I am unable to understand how this works
我无法理解这是如何工作的
public void addToRule(Rule r) {
if (!getRuleList().contains(r)) {
getRuleList().addElement(r);
}
}
If I run this code:
如果我运行此代码:
obj.addToRule(r);
System.out.println(getRuleList().contains(r));
it prints out true how can this happen?
它打印出真的如何发生这种情况?
btw ruleList is a vector member of the main class and is not a static variable(don't think this matters but sharing anyway).
btw ruleList是主类的向量成员,不是静态变量(不要认为这很重要,但无论如何都要共享)。
import java.util.Vector;
public class RuleEngine{
private Vector ruleList = new Vector();
public Vector getRuleList(){
return ruleList;
}
public void addToRule(Rule r){
if(!getRuleList().contains(r))
getRuleList().addElement(r);
}
public static void main(String args[]){
RuleEngine re = new RuleEngine();
Rule r = new Rule("Rule1");
re.addToRule(r);
System.out.println(re.getRuleList().contains(r));
}
}
class Rule{
public String name = "";
public Rule(String nam){
this.name=nam;
}
}
OK people have told me that this works because of the pass by reference in java. I get it. but what can i do to get a copy of that object instead of its reference?
好的人告诉我,这是有效的,因为java中的引用传递。我知道了。但我该怎么做才能得到该对象的副本而不是它的引用?
4 个解决方案
#1
0
From your comments it looks like you have not completely understood what the difference is between a value and a reference in Java. Basically, objects are always passed around as references in Java.

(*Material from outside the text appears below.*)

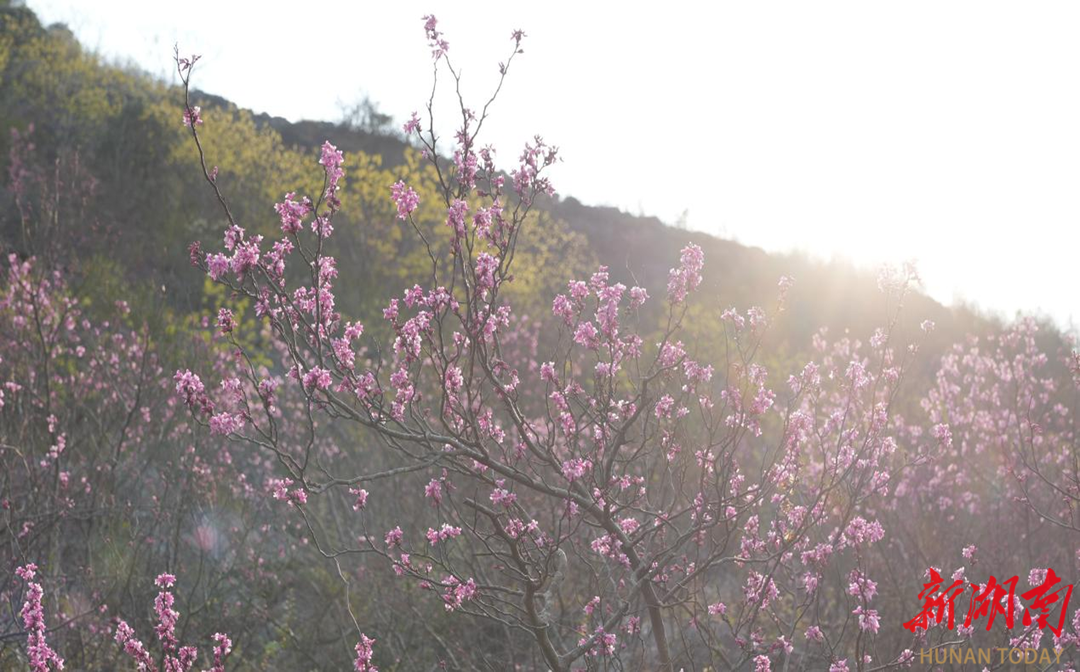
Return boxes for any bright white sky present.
[28,0,1080,325]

从您的评论看来,您似乎还没有完全理解Java中值和引用之间的区别。基本上,对象总是作为Java中的引用传递。
Consider
class Test {
private List list = new ArrayList();
public List getList() {
return list;
}
}
The getList() method will return a reference to the list object. It will not return a copy of the list object. Doing something like
getList()方法将返回对列表对象的引用。它不会返回列表对象的副本。做点什么
Test test = new Test();
String s = "ABC";
test.getList().add(s);
System.out.println(test.getList().contains(s));
Will return true since the first time getList() is called, a referece to the list is returned, on which add(s) is invoked. The second time getList() is called, it returns a reference to the same list, not a copy of it, not a new list - the same reference. Calling contains(s) will return true since it the same list onto which the object s was added.

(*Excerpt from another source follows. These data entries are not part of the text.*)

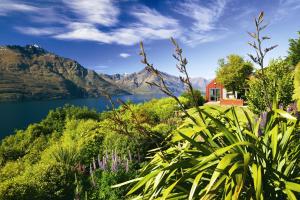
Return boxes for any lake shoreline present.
[0,94,165,140]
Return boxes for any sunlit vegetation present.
[0,13,300,200]
[0,98,188,200]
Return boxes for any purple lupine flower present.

从第一次调用getList()开始返回true,返回对列表的引用,在其上调用add(s)。第二次调用getList()时,它返回对同一列表的引用,而不是它的副本,而不是新列表 - 相同的引用。调用contains(s)将返回true,因为它与添加了对象的列表相同。
Consider this, however.
但是请考虑一下。
Test test1 = new Test();
Test test2 = new Test();
String s = "ABC";
test1.add(s);
System.out.println(test2.getList().contains(s));
This will print out "false". Why? test1.getList() returns a reference to the list inside test1 and test2.getList() returns a reference to the list inside test2. Here, s was added to test1:s list, so it will not be contained inside test2:s list.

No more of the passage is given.